Don’t worry — it shouldn’t last long.
After updating to a new version of macOS, background processes start reindexing the system and databases for Spotlight or Photos. This is a time-consuming and CPU-intensive task, but it needs to happen at some point.
What to do:
- Leave your MacBook Pro running without shutting down or logging out or for 24 hours or so. After a day, your MacBook Pro should show a big improvement
6. Avoid low-quality Mac chargers
Another common problem that causes MacBooks to overheat is counterfeit chargers. Stick to the original charger that came with your MacBook or, if you need a new one, make sure to get it from an authorized Apple store.
You can also check if your charger is certified by Apple here.
7. Test your fans
If the fans on your Mac are still going crazy, you can test them by running a built-in hardware diagnostics tool.
Depending on how old your MacBook is, the built-in tool is called either Apple Diagnostics or Apple Hardware Test.
Here's how to run Apple Diagnostics:
- Restart your Mac and hold down the D key while it boots up to start a hardware scan
- Note: If your Mac uses an M1 silicon chip, keep holding the Power button until you see some startup options, then press Command + D
- Once the scan is complete, you'll see the results on your screen
- Check for the error codes beginning with “PPF,” which indicate the cooling fan issues
- If you find any PPF error codes, take your Mac to an Apple-authorized service provider to get your fans fixed
For more information, check this article on how to use Apple Diagnostics to fix your Mac's hardware.
8. Never block the air vents
No matter how tempting, it’s a bad idea to use a MacBook in bed or to put it on your lap or stomach. When you do this, you cover the air vents and stop the fans from cooling down the processor.

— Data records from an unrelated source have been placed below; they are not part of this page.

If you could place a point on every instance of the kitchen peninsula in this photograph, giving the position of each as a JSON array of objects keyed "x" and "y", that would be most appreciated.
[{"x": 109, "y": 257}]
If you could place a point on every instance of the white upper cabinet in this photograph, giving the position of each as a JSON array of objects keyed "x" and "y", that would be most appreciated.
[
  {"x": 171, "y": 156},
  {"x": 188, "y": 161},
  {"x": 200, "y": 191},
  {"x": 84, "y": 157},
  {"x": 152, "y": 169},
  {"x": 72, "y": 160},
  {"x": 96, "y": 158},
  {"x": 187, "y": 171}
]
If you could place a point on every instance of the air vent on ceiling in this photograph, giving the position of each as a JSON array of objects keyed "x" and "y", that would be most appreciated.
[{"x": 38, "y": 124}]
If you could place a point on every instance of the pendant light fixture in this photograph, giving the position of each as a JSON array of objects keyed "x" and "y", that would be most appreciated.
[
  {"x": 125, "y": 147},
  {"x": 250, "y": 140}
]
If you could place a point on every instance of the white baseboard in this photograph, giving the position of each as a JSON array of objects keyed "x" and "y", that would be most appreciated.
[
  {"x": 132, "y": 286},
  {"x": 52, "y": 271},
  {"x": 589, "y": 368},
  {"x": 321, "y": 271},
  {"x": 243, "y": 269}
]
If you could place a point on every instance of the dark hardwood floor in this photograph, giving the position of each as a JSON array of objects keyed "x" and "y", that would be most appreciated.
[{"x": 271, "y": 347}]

So the easiest way to prevent overheating is to use your MacBook on a hard, flat surface, giving it plenty of ventilation. A desk or a table will do far better than your lap.
9. Get rid of malware
ِAlthough they have excellent integrated security protection, Macs can still get malware, especially if your operating system isn't up to date.

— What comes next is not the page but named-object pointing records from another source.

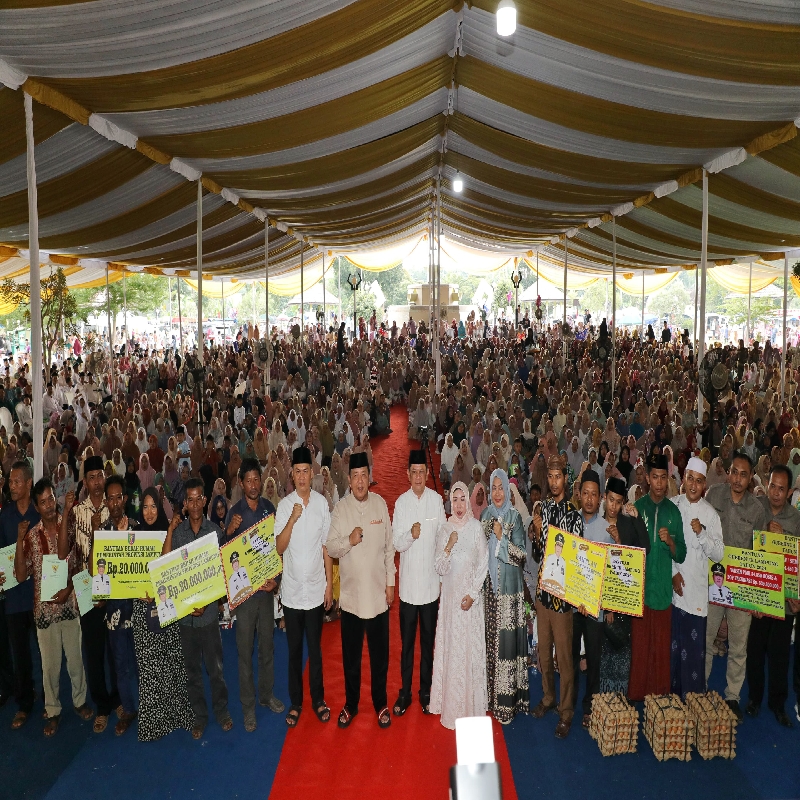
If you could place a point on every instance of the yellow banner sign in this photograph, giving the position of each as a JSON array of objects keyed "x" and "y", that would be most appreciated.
[
  {"x": 573, "y": 569},
  {"x": 623, "y": 582},
  {"x": 119, "y": 563},
  {"x": 789, "y": 546},
  {"x": 187, "y": 578},
  {"x": 250, "y": 560}
]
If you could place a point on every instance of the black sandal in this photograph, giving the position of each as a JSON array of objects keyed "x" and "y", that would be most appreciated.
[
  {"x": 345, "y": 717},
  {"x": 293, "y": 717},
  {"x": 384, "y": 718},
  {"x": 401, "y": 705}
]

Viruses might hijack your Mac's resources and use them for crypto mining, attacking other computers, and performing other operations that could cause your MacBook to overheat.
Unfortunately, it’s tough to manually scan every app and file stored on your Mac. Instead, it’s more efficient to use a specialized security app that can automatically eliminate malware for you. For instance, if you have already installed MacKeeper, you can use the Mac adware cleaner feature for this purpose.

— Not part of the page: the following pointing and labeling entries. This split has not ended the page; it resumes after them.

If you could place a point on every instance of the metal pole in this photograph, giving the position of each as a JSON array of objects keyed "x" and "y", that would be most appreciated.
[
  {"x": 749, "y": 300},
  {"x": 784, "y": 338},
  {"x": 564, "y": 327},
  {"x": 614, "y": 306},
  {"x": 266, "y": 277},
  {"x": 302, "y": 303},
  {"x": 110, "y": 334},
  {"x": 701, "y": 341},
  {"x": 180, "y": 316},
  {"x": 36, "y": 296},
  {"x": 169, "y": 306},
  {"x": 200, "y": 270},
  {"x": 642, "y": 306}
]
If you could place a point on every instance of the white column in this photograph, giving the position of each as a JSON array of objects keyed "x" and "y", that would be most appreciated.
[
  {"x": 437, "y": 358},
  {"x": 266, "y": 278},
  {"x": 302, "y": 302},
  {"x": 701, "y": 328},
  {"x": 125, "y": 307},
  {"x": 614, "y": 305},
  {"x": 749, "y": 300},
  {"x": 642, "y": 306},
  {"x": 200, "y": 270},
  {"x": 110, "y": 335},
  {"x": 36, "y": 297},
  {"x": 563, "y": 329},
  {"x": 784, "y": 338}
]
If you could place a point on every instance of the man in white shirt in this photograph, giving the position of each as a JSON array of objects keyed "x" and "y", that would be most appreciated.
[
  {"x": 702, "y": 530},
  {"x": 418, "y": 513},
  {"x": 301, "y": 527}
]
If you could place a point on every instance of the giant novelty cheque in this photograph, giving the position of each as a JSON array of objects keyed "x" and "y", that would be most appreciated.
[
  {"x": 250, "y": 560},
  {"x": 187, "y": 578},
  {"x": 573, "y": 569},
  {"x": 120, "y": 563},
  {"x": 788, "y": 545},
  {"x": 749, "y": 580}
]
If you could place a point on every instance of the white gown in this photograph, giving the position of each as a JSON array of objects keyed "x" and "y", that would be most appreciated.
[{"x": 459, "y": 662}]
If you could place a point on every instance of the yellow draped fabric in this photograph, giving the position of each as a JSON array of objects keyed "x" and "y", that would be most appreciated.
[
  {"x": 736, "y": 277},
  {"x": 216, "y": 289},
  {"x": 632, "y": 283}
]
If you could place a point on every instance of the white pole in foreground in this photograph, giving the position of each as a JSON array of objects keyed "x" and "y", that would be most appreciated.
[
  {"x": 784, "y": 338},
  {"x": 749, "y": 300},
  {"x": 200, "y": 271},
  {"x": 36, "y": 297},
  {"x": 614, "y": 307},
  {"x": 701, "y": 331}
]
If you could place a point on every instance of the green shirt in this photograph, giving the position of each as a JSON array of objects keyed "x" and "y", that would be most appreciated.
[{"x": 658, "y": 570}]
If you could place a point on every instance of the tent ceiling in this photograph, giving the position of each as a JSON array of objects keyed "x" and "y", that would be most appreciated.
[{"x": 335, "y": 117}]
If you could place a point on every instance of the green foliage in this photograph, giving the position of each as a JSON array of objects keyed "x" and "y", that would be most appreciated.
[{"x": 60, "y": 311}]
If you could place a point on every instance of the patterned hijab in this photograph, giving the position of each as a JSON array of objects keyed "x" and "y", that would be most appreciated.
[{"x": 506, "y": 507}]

1. Can a MacBook break from overheating?
Yes, overheating can damage sensitive internal parts of your MacBook. However, many built-in safeguards will slow down or shut off your Mac before it overheats.
2. Can a MacBook overheat in the sun?
Yes, exposing your MacBook to direct sunlight will raise its temperature and cause it to overheat quicker.
3. Is it normal for Macs to get too hot?
Most Macs are likely to warm up or even feel hot to the touch during specific resource-consuming processes. This is fine as a little warming up doesn’t cause any harm and the temperature usually gets back to normal in time.
4. What happens when a MacBook Air overheats?
The MacBook Air has a built-in safety feature that turns the CPU off if its heat goes above 100 degrees.
These are some basic steps you can take to stop your MacBook from overheating. Hopefully, one of them offered the solution you were looking for, but remember you can also avoid overheating your MacBook by keeping the hard disk clean and removing unnecessary background processes with MacKeeper.